Wieder zurück in Shanghai, wurden meine Nerven in der letzten Nacht im Lande noch einmal etwas strapaziert. – Und ich kann jetzt schon so viel verraten: die Option Gemeinschaftsbad werde ich so schnell nicht wieder wählen.
Während der erste Aufenthalt im >>Mingtown E-Tour Youth Hostel<< noch ausgesprochen ruhig verlief, war dieses Mal leider das absolute Gegenteil der Fall. Wer auch immer sich nun neben uns einquartiert hatte, fühlte sich scheinbar ganz zu Hause und hatte keinerlei Schmerz, selbiges zu fortgeschrittener Stunde lautstark und recht ausgiebig zu verkünden. Trotz Ohrenstöpsel war dem Lärm kaum Herr zu werden, geschweige denn, dass ich mich zur eigenen Tür hinaus getraut habe. Allerdings musste ich mitten in der Nacht irgendwann doch noch auf die Toilette und durfte dann bei dieser Gelegenheit das ganze unappetitliche Ausmaß in Augenschein nehmen; der komplette Waschbereich war unter Wasser gesetzt und das Klo weniger ansehntlich mit Papier dekoriert und bis obenhin verstopft. Mann, hab ich mich geekelt und bin natürlich gleich – nur mit einem Badetuch bekleidet – zum Nachtportier gerannt. Ich weiß nicht, was dieser gedacht hat, als ich ihn leicht bekleidet nachts halb Drei zur Toilette geschliffen hab, aber das war mir in dem Moment völlig egal. Unter diesen Umständen konnte ich auf Verhaltensregeln – wie “das Gesicht wahren” – wirklich nur noch schei… Zum Glück verlief jedoch der nun folgende Tag besser als diese Nacht, und so war die Aufregung fast auch schon wieder vergessen.
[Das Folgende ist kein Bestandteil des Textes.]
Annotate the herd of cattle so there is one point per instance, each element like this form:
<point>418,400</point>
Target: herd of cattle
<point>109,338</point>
19.09.2019 – Shanghai – Pudong, Jing’an & Jadebuddha-Tempel
Shanghai World Financial Center
Nachdem wir endlich einen Geldautomaten ausgemacht hatten, ging es noch einmal hinüber auf die andere Seite des Huangpus zum Bankenviertel Pudong. Unser Ziel sollte vorerst das 492 Meter hohe Shanghai World Financial Center (SWFC) sein bzw. im Speziellen das Restaurant des >>Park Hyatt Hotels<< im 91. Stock, in welchem wir nun eigentlich frühstücken und dabei den Blick über Pudong, auf den Bund und Shanghai im Allgemeinen genießen wollten. Dafür hatten wir uns dieses Mal ein wenig eleganter gekleidet, um uns nicht wie in der Bar Rouge genieren zu müssen.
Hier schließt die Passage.